D’entrée de jeu, la scénariste profite de la différence de culture pour aborder la question du regard de l’autre. Bien joué !

En restant au plus près de ses personnages, en refusant la facilité des intrigues extraordinaires (tout en passant par les étapes obligées que constituent la découverte des pouvoirs, la « first night out » et autres), l’auteure se livre à un numéro d’équilibriste digne des plus grands, tout en ne donnant à aucun moment l’impression qu’elle fournit un « effort ». Chaque élément coule de source, aucune péripétie, aucun personnage ne paraît forcé. Alors qu’elle évite les tartes à la crème du genre (“Islam et terrorisme” et autres thèmes sensationnalistes), Wilson ne se prive pas d’aborder des sujets sensibles (la séparation des hommes et des femmes à la mosquée, le port du foulard)… avec sensibilité. Pas de leçon de morale, pas de vérité absolue, pas de théorie ni de démontage de théorie.

Si le scénario de Wilson éblouit, ce n’est jamais en usant d’effets de manche ou d’artifices convenus, mais en intégrant l’extraordinaire à l’ordinaire, et en attachant plus d’importance au second. Le rythme lent du premier arc (les cinq premiers épisodes) convient tout à fait à l’exploration des situations les plus communes, exacerbées par l’irruption d’un fantastique qui rappelle plus les premiers Sandman de Gaiman que les aventures des Avengers : la symbolique tient une place de choix dans cette histoire, qui pourrait aussi bien se situer dans un univers différent de celui de Marvel (comme le Vertigo de DC à l’origine).
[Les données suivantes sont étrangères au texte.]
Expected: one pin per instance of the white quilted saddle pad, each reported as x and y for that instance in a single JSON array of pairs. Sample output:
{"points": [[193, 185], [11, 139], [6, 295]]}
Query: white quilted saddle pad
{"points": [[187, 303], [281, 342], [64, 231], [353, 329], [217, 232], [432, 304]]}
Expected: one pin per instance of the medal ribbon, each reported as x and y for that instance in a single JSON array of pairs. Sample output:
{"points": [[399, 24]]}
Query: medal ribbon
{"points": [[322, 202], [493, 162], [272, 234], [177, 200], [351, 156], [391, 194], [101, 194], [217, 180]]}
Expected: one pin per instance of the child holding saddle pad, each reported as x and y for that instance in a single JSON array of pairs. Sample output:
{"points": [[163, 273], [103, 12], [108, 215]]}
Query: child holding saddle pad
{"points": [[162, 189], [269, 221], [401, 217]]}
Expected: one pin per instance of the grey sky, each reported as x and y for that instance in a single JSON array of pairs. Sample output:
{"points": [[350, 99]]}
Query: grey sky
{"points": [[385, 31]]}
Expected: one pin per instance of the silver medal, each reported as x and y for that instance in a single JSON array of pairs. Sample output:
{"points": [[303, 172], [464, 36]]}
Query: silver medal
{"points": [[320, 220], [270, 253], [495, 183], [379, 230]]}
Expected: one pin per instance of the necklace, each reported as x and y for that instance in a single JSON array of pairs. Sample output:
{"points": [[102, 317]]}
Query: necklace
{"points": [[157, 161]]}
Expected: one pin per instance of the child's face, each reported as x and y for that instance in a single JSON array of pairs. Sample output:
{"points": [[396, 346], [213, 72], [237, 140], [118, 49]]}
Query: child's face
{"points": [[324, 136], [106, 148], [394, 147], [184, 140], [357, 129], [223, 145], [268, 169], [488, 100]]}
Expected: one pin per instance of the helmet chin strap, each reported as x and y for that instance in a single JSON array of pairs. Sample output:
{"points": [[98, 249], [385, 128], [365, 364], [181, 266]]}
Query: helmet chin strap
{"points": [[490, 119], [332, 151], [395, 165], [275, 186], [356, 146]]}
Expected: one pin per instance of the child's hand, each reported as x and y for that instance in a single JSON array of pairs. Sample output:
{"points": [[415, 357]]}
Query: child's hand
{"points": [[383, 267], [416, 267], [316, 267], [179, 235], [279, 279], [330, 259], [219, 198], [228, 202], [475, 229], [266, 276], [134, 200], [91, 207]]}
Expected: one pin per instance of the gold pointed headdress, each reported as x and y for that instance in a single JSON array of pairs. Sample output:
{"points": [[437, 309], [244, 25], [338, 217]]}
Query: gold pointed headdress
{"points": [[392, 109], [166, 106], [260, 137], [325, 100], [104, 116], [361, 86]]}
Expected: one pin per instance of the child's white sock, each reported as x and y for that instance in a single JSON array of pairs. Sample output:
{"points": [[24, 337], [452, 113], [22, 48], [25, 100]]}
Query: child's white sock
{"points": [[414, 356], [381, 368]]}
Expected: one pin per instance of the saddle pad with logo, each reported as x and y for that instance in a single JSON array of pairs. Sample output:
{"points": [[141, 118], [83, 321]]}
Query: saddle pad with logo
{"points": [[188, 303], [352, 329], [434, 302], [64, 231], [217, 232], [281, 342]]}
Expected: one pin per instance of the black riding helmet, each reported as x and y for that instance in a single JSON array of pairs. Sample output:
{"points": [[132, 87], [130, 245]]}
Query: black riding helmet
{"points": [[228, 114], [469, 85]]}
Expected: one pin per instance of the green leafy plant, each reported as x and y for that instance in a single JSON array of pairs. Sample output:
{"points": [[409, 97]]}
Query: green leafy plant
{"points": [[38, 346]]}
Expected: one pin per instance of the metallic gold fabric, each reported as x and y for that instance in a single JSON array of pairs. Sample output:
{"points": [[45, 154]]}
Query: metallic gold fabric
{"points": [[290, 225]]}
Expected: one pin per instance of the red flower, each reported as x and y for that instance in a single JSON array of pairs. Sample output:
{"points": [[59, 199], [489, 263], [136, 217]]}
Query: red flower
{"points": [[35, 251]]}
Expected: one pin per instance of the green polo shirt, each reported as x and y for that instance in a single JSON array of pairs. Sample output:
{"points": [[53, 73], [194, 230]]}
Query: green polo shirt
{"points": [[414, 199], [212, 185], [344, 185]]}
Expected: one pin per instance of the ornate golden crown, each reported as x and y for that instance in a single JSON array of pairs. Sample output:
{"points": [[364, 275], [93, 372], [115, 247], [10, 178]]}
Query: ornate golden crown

Il faut également rendre hommage aux illustrations d’Adrian Alphona, transcendées par une mise en couleurs hors du commun : la lecture des cases est un enchantement, tant elles fourmillent de détails et de touches d’authenticité. Le quartier où habite Kamala prend littéralement vie dès les premières pages, et la caractérisation des personnages par le visuel est très réussie, d’autant que le dessinateur n’hésite pas à jouer d’un style que je qualifierais faute de mieux de très « européen », en n’hésitant pas à faire intervenir des figurants au look funky, et en insistant sur des jeux de proportions symboliques (une constante, compte tenu des pouvoirs de polymorphie de cette Ms Marvel qui passe son temps à grandir ou à rétrécir).

Les auteurs de Ms Marvel ont assimilé la « recette Spider-Man » et en donnent ici une version moderne et distincte, avec une pincée de curry (pardon, Kamala, mais elle était vraiment trop facile, celle-là !). Si Ms Marvel parvient à rendre crédible le quotidien d’une adolescente standard, c’est précisément en mettant le doigt sur tout ce qu’elle a d’unique, ce qui ne constitue pas le moindre des paradoxes.

Muslim Ms Marvel

Le character design est tout simplement génial.